Wir hofften auch, es würde wild, um die Astrologie live in Aktion zu beobachten – ganz real – in Korrelation mit Marktbewegungen, welche die unterschiedliche geokosmische Dynamik spiegeln. Vielleicht gefiel uns auch die Vorstellung, dass das Verhalten des Marktes die Ansichten einiger der raffiniertesten Leute dieser Welt konterkarieren würde, in der Hoffnung, dass sie zu etwas mehr Bescheidenheit finden. Märkte sind dazu in der Lage – ebenso wie es auch das Leben tut. Unabhängig davon, ob Sie eine politische oder wirtschaftliche Führungsfigur, ein Zentralbanker, ein Trader oder ein arbeitsloser Arbeiter sind, der sich um einen Job bemüht, den fünf weitere Leute anstreben…., es ist immer das Gleiche. Sie haben zurzeit keine Kontrolle über die Umstände. Sie befinden sich tief innerhalb dieser „Twilight Zone“ (Zwielichtzone) eines Portals, das wir die Kardinale Klimax nennen. Es handelt sich dabei um eine andere Art von Realität. Um sich erfolgreich in dieser Landschaft zu bewegen, muss man Bescheidenheit üben und akzeptieren, wie das Lied „Tarrango“ vom Club des Belugas zum Ausdruck bringt: „Ich bin nicht Meister meiner Sinne. Deswegen kann ich nicht schuldig sein.“
Allerdings können wir Meister unserer Sinne sein. Es ist nur etwas schwieriger, wenn Jupiter und Uranus sich im Widderzeichen befinden, denn wir wünschen uns alles, und zwar jetzt. Saturn in Opposition zu beiden sagt hingegen „Nein“.

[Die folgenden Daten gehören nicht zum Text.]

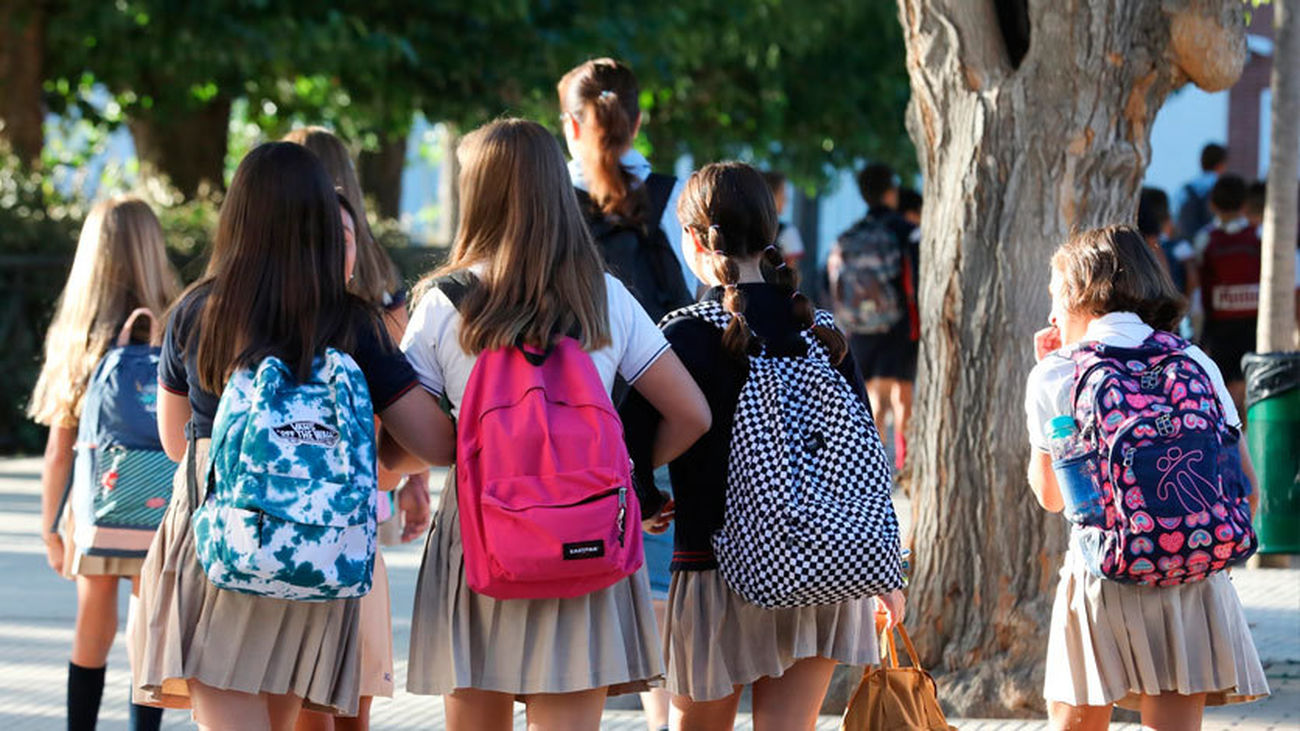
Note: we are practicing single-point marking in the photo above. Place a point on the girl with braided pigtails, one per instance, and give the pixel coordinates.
(716, 641)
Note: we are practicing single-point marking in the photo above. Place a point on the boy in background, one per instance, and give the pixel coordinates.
(788, 238)
(1230, 282)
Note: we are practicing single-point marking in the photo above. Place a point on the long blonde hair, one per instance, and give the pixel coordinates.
(375, 275)
(519, 220)
(121, 264)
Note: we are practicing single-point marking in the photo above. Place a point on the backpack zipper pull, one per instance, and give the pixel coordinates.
(623, 513)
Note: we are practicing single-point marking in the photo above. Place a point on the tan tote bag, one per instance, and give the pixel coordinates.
(892, 697)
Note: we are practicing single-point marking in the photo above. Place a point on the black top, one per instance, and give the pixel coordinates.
(700, 475)
(388, 373)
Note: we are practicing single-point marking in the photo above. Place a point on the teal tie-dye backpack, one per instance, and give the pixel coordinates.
(291, 491)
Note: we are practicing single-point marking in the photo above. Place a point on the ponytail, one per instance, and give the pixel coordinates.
(736, 337)
(609, 184)
(735, 198)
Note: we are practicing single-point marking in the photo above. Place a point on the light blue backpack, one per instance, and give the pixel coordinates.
(121, 480)
(291, 491)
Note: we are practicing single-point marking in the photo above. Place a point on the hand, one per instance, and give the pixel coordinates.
(659, 522)
(55, 552)
(414, 504)
(1045, 341)
(892, 606)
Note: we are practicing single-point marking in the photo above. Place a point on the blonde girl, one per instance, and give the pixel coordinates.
(536, 272)
(121, 265)
(718, 643)
(376, 281)
(1166, 652)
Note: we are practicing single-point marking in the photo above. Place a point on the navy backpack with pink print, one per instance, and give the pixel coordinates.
(1165, 463)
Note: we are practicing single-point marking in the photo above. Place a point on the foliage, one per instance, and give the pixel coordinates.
(804, 86)
(801, 86)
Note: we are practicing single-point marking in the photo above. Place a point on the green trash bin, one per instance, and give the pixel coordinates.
(1273, 438)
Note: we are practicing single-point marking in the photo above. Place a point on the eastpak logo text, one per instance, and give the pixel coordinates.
(583, 549)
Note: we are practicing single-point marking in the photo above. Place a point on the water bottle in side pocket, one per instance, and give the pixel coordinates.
(1075, 470)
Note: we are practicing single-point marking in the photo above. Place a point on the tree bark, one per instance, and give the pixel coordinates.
(449, 186)
(22, 53)
(187, 147)
(381, 173)
(1277, 293)
(1014, 158)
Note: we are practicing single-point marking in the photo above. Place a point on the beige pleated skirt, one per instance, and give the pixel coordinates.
(462, 639)
(1113, 643)
(77, 563)
(715, 640)
(377, 634)
(186, 628)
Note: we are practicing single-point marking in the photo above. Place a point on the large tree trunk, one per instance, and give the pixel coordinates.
(1031, 119)
(381, 173)
(1277, 298)
(189, 147)
(22, 53)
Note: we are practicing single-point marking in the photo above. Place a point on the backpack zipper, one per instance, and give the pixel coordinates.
(1127, 451)
(623, 514)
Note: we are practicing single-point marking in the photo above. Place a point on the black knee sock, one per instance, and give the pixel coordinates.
(85, 690)
(146, 718)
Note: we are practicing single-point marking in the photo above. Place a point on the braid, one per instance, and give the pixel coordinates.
(778, 272)
(736, 338)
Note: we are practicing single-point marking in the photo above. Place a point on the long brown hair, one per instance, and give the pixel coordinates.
(603, 96)
(541, 273)
(276, 282)
(729, 207)
(375, 275)
(121, 265)
(1112, 269)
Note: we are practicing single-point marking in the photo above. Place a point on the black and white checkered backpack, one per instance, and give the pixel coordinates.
(809, 518)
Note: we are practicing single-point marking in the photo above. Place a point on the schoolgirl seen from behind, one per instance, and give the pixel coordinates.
(532, 584)
(1136, 440)
(785, 536)
(271, 376)
(120, 286)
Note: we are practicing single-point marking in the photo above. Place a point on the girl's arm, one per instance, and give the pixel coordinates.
(53, 483)
(1043, 481)
(173, 415)
(416, 433)
(668, 386)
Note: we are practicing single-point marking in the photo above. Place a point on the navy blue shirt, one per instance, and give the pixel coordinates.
(700, 475)
(388, 373)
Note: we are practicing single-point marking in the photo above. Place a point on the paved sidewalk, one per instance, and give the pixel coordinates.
(37, 613)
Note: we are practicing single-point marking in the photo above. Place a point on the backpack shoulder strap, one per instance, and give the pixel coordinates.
(455, 285)
(709, 311)
(659, 187)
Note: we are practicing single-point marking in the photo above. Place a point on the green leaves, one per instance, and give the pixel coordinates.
(804, 86)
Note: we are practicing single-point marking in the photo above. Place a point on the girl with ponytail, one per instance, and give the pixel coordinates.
(628, 208)
(716, 641)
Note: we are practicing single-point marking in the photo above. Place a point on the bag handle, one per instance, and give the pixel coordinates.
(887, 640)
(124, 336)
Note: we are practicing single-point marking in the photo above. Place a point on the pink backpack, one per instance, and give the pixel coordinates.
(544, 480)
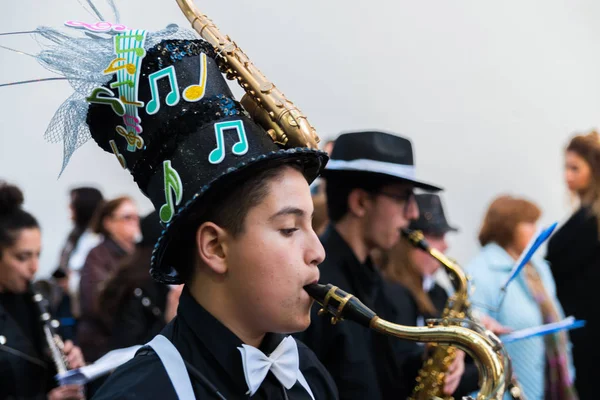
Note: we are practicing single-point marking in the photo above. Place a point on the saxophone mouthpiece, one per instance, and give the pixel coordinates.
(340, 304)
(317, 291)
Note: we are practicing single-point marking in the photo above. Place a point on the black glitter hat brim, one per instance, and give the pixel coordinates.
(312, 161)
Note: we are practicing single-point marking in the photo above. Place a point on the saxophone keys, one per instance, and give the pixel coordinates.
(292, 121)
(266, 87)
(229, 48)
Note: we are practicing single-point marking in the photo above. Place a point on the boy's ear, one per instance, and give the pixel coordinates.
(211, 244)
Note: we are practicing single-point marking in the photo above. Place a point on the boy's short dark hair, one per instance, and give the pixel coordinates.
(227, 205)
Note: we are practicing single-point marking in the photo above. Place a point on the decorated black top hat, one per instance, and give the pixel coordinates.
(432, 219)
(167, 114)
(372, 153)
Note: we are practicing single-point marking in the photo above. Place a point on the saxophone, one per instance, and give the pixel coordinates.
(430, 380)
(492, 371)
(49, 326)
(265, 103)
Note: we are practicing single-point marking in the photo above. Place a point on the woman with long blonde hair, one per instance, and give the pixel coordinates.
(574, 256)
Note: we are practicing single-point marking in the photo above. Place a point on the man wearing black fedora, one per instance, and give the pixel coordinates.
(416, 270)
(370, 180)
(236, 211)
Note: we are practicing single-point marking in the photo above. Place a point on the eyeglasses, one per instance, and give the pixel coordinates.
(127, 217)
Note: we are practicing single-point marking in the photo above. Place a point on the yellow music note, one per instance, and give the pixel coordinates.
(194, 93)
(112, 67)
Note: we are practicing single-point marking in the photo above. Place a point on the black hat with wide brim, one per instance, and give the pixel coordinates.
(366, 155)
(432, 219)
(182, 135)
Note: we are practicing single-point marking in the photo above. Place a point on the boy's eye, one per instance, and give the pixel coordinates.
(288, 232)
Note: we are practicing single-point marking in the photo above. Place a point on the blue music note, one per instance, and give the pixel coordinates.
(238, 149)
(172, 185)
(172, 98)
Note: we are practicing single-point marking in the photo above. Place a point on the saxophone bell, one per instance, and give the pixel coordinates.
(265, 103)
(342, 305)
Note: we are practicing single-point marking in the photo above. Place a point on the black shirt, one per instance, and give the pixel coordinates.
(364, 364)
(212, 349)
(574, 257)
(26, 371)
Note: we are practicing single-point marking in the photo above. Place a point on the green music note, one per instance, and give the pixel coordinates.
(172, 98)
(120, 157)
(128, 82)
(115, 103)
(139, 51)
(238, 149)
(172, 185)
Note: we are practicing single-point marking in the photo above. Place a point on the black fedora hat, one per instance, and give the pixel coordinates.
(372, 153)
(431, 219)
(161, 105)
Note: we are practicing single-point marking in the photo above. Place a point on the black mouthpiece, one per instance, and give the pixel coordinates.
(340, 304)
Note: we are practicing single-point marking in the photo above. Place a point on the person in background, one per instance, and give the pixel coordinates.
(574, 257)
(26, 370)
(542, 365)
(56, 291)
(370, 180)
(119, 224)
(320, 218)
(415, 269)
(137, 307)
(84, 203)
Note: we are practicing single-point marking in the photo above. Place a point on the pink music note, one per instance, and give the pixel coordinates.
(119, 49)
(133, 122)
(133, 103)
(113, 67)
(101, 26)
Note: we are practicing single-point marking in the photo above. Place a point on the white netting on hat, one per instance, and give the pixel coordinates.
(81, 60)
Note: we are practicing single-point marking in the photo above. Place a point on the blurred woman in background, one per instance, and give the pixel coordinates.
(542, 365)
(26, 370)
(119, 224)
(84, 203)
(415, 270)
(574, 256)
(136, 307)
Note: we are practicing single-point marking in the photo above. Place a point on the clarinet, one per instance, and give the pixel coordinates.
(49, 326)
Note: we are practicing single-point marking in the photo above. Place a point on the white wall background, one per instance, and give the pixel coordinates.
(489, 92)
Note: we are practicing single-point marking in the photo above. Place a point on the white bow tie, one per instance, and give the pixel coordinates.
(283, 362)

Letzte Woche begann die fünfte und tiefste Schicht der Kardinalen Klimax (21. Juli – 21. August) mit einer Ankündigung der FDIC (Federal Deposit Insurance Corporation), dass sechs weitere Banken durch die Regulatoren der amerikanischen Regierung übernommen wurden, was das Total der in diesem Jahr geschlossenen Banken auf 96 bringt.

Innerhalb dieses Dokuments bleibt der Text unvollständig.